Costa Rica cerró 2025 con un doble rol cada vez más evidente: país de acogida para miles de venezolanos y, al mismo tiempo, corredor de tránsito en un continente donde la ruta migratoria cambia de dirección con rapidez.
Los datos de organismos internacionales dibujan el tamaño del fenómeno. Para 2025, las estimaciones sitúan a la comunidad venezolana residente en Costa Rica entre 29.500 y 40.000 personas, con un grupo relevante que ha logrado estabilizarse mediante empleo y emprendimiento. 
Pero el dato que marca el pulso de la coyuntura es otro: el retorno. Entre enero y agosto de 2025, la OIM registró 16.776 ingresos vinculados al flujo norte-sur (personas que regresan principalmente desde México), con mayoría de venezolanos.  En paralelo, el monitoreo de junio 2025 de la DTM-OIM muestra que 39% de las personas encuestadas declaró intención de permanecer en Costa Rica, mientras el resto planeaba continuar hacia el sur. 
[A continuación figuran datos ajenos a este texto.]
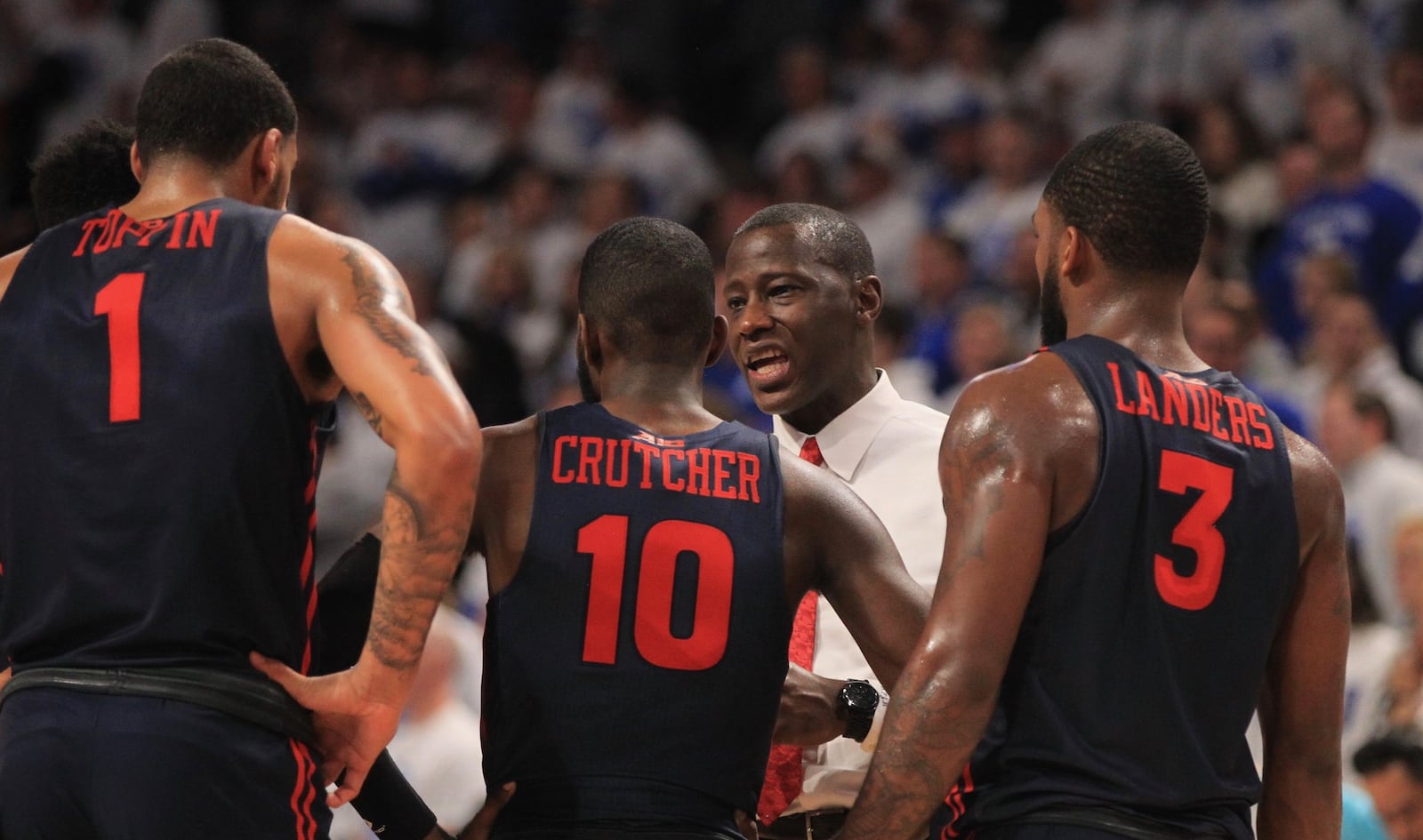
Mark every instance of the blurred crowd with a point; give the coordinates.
(481, 144)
En el terreno, el retorno trae necesidades concretas y repetidas: alojamiento y alimentos encabezan los requerimientos en movilidad, según los reportes de monitoreo humanitario.  Costa Rica, con un sistema de refugio presionado y trámites que suelen acumular retrasos, enfrenta el reto de atender a quienes se quedan… y a quienes solo pasan, pero lo hacen en condiciones más frágiles.
¿Qué esperar en 2026?
El factor externo con mayor capacidad de “mover la aguja” es Estados Unidos. Washington insiste en una línea de endurecimiento contra la migración irregular: más control fronterizo, más removals y presión para la salida voluntaria (“self-deportation”), según comunicados oficiales y reportes de agencias.  Además, CBP sostiene que el borde sur se mantiene en niveles de control históricamente altos, con cifras oficiales mensuales que seguirán siendo el termómetro político de 2026. 
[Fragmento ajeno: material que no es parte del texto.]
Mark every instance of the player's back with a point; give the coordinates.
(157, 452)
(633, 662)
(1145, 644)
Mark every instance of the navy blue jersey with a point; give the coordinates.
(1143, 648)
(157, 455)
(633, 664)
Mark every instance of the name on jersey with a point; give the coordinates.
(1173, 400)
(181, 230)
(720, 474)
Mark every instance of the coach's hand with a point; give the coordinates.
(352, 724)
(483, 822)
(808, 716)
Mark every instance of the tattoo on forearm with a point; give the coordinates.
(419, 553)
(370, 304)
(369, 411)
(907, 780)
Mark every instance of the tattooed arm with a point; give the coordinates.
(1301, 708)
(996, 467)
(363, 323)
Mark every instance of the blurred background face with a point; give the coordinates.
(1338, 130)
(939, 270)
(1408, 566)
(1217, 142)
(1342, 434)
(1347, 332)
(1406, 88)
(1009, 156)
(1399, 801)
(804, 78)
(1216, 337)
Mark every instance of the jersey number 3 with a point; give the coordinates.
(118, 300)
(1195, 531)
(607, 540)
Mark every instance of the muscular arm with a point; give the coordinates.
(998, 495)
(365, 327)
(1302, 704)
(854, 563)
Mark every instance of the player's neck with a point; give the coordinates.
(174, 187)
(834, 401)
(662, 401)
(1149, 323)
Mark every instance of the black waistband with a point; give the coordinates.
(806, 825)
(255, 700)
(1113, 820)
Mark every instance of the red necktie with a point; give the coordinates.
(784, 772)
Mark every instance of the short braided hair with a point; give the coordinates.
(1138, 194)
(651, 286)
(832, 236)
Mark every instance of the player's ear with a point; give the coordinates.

¿Traducción para Costa Rica? Si la puerta al norte se estrecha, se amplifican los retornos y crece la probabilidad de que más venezolanos opten por quedarse (o reorientar su ruta hacia el sur), elevando la demanda de regularización, empleo y servicios básicos. Y si los controles y requisitos migratorios de EE. UU. se vuelven más estrictos, aumenta también el terreno fértil para desinformación y estafas: gestores falsos, promesas de “citas mágicas” o trámites inexistentes.
La pregunta clave
Costa Rica ya no discute solo cuántos llegan: discute quiénes se quedan, cómo se integran y qué marco institucional permite que la migración se convierta en aporte, no en precariedad.
¿debería Costa Rica acelerar vías de regularización y empleo formal para reducir vulnerabilidad, o priorizar control y retorno asistido?